AFSCME strike risks could be life-changing, group warns
If lllinois state employees end up going on strike, they could be risking more than their paychecks: They could lose their jobs, a public policy research group said recently.
The American Federation of State, County and Municipal Employees (AFSCME) voted in February to authorize its bargaining committee to call a strike if necessary, but any such move was put on hold in early March when an appeals court ruled against Gov. Bruce Rauner imposing contract terms on the union. If he had won his argument that the two sides were at an impasse, he could have imposed terms, which would have allowed AFSCME to strike.
Both sides must now wait for the appellate court to decide whether an impasse does in fact exist. Such a ruling could take months, experts say.
Analysts at the Illinois Policy Institute are urging the union to take caution before acting, stressing individual rights and circumstances over the possibility of a one-size-fits-all mass protest movement, and adding that “whether to strike is an intensely personal and important decision."
Encouraging employees to educate themselves beforehand, the institute advocated for a full understanding of the risks versus the potential benefits of a strike.
First and foremost, it argues, any worker who goes on strike must understand that the greatest risk involves the possibility of losing his job.
Estimating that union workers could average individual up-front losses of $8,000 a month, the group's analysts also reminded constituents that there are risks beyond the immediate short-term scenario of coping with expenses during the strike itself.
Specifically, workers must weigh the pros and cons of putting years of accrued benefits at risk — possibly losing everything they have worked for.
“It has long been reported that AFSCME doesn’t maintain a strike fund, which is a big disadvantage for employees who walk off the job,” the IPI said.

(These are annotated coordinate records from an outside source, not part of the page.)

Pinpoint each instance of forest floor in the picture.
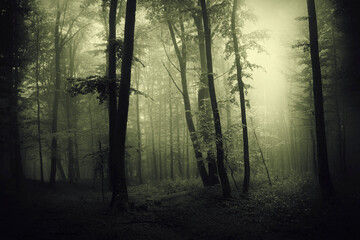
[0,175,360,240]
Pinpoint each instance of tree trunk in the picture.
[307,0,335,201]
[135,67,143,184]
[148,89,158,182]
[168,21,209,186]
[175,103,184,178]
[231,0,250,192]
[193,11,219,185]
[109,0,136,212]
[158,90,163,181]
[50,6,61,188]
[35,16,44,183]
[169,80,174,180]
[200,0,231,197]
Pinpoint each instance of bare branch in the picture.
[161,61,184,96]
[61,23,92,47]
[161,41,181,72]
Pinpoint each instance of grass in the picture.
[0,176,360,240]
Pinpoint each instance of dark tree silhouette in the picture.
[109,0,136,212]
[307,0,335,200]
[231,0,250,192]
[201,0,231,197]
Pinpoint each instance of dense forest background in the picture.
[0,0,360,239]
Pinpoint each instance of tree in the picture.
[109,0,136,212]
[307,0,335,201]
[231,0,250,192]
[193,3,219,185]
[200,0,231,197]
[0,1,28,187]
[167,15,209,185]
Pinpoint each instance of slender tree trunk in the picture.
[307,0,335,201]
[109,0,136,212]
[193,11,219,185]
[169,80,174,180]
[200,0,231,197]
[175,103,184,178]
[148,93,158,181]
[168,21,209,186]
[35,16,44,183]
[74,100,80,182]
[107,0,118,195]
[135,67,143,184]
[231,0,250,192]
[158,93,163,181]
[50,6,61,188]
[186,128,190,180]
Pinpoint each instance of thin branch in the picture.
[161,61,184,96]
[214,68,231,80]
[61,23,92,47]
[161,41,181,72]
[250,117,272,186]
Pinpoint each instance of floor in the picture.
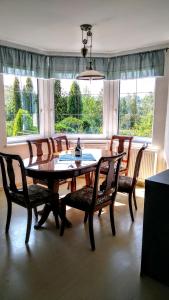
[0,180,169,300]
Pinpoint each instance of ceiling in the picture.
[0,0,169,55]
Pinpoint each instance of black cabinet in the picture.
[141,170,169,285]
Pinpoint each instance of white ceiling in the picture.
[0,0,169,55]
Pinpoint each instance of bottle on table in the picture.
[75,138,82,156]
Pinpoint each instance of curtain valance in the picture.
[0,46,165,80]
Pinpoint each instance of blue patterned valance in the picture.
[0,46,165,80]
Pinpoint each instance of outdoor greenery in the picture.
[119,94,154,137]
[5,77,154,137]
[54,80,103,133]
[5,77,38,136]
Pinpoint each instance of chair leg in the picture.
[98,208,102,217]
[33,207,38,223]
[70,177,76,193]
[60,203,66,236]
[89,213,95,251]
[52,201,60,229]
[84,211,88,223]
[5,201,12,233]
[133,189,137,210]
[25,208,32,244]
[128,193,134,222]
[109,203,116,235]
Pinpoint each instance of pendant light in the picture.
[76,24,105,80]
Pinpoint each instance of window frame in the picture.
[117,77,156,144]
[0,74,162,145]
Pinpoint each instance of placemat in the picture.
[59,153,96,161]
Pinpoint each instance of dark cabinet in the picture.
[141,170,169,285]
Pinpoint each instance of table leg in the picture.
[34,181,72,229]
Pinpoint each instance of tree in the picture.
[23,77,34,115]
[82,95,103,133]
[13,108,33,136]
[54,80,67,123]
[12,77,22,116]
[67,81,83,119]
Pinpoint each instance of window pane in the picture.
[4,75,39,137]
[119,78,155,137]
[54,79,103,134]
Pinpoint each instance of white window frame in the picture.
[0,74,166,146]
[0,74,51,145]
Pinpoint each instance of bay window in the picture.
[54,79,104,134]
[119,78,155,138]
[3,75,39,138]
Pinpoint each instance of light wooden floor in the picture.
[0,179,169,300]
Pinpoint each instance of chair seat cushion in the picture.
[100,164,127,175]
[100,176,133,193]
[62,187,93,211]
[62,187,111,211]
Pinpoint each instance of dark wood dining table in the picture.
[23,149,112,228]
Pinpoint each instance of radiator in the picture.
[128,148,158,181]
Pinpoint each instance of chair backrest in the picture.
[26,138,51,157]
[92,152,125,208]
[132,143,148,186]
[0,152,29,205]
[50,135,69,153]
[110,135,133,169]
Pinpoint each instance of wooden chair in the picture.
[118,143,148,222]
[26,138,51,157]
[26,138,51,186]
[50,135,76,192]
[50,135,69,153]
[0,153,59,243]
[60,153,123,250]
[110,135,133,176]
[101,135,133,180]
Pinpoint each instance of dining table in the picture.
[23,149,112,229]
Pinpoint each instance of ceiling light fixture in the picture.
[76,24,105,80]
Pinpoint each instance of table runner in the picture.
[59,153,96,161]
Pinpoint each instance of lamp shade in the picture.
[76,69,105,80]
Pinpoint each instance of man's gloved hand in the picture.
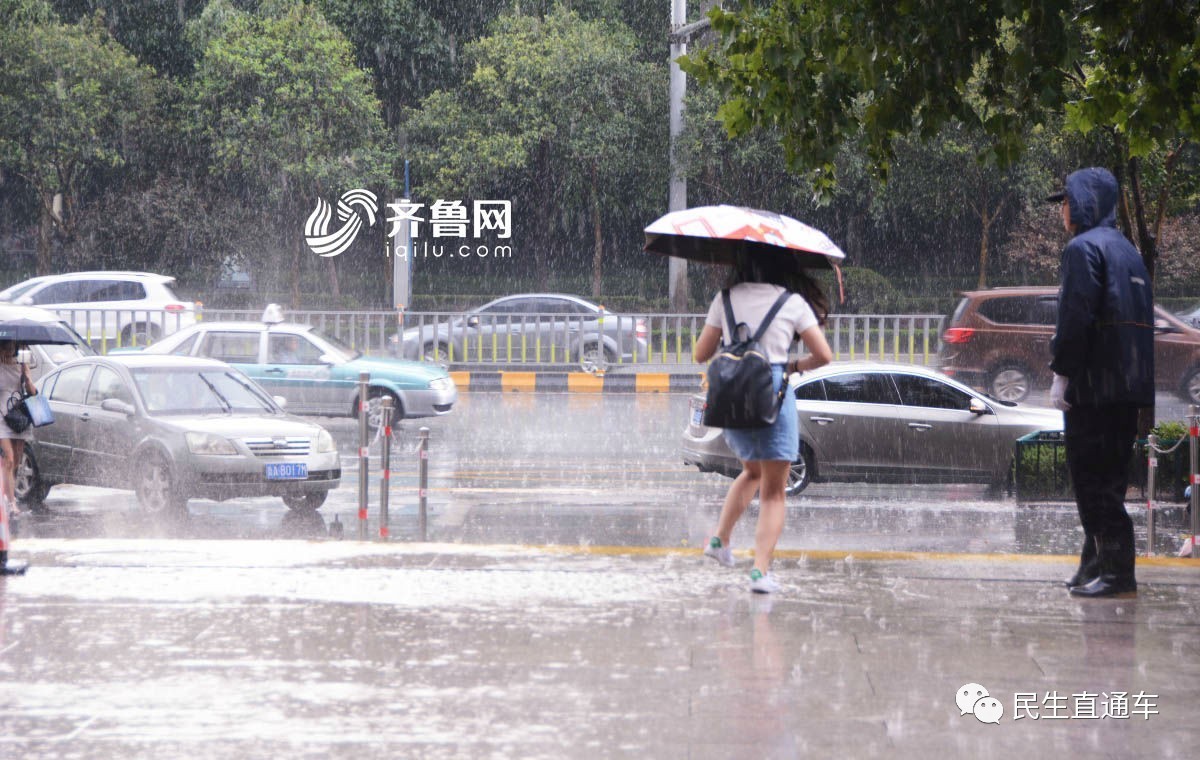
[1050,375,1070,412]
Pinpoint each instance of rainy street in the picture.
[11,393,1200,555]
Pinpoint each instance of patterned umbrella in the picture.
[644,205,846,269]
[0,318,78,345]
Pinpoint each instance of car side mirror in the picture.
[100,399,137,415]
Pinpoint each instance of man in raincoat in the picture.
[1048,167,1154,597]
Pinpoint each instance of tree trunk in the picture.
[977,205,995,291]
[37,193,54,275]
[590,170,604,299]
[325,256,342,304]
[290,226,304,309]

This means that few protections are in place for potential strikers. It also pointed out that Roberta Lynch, executive director of AFSCME Council 31, will continue to draw her paycheck while participating workers put their own on the line.
The IPI explained that, depending on the type of strike, workers might or might not be protected. Generally, they are guaranteed to keep their jobs in unfair labor practice strikes, but not necessarily in economic strikes.
Workers who engage in an economic strike — which analysts predict is the more likely category under the current circumstances — could be permanently replaced.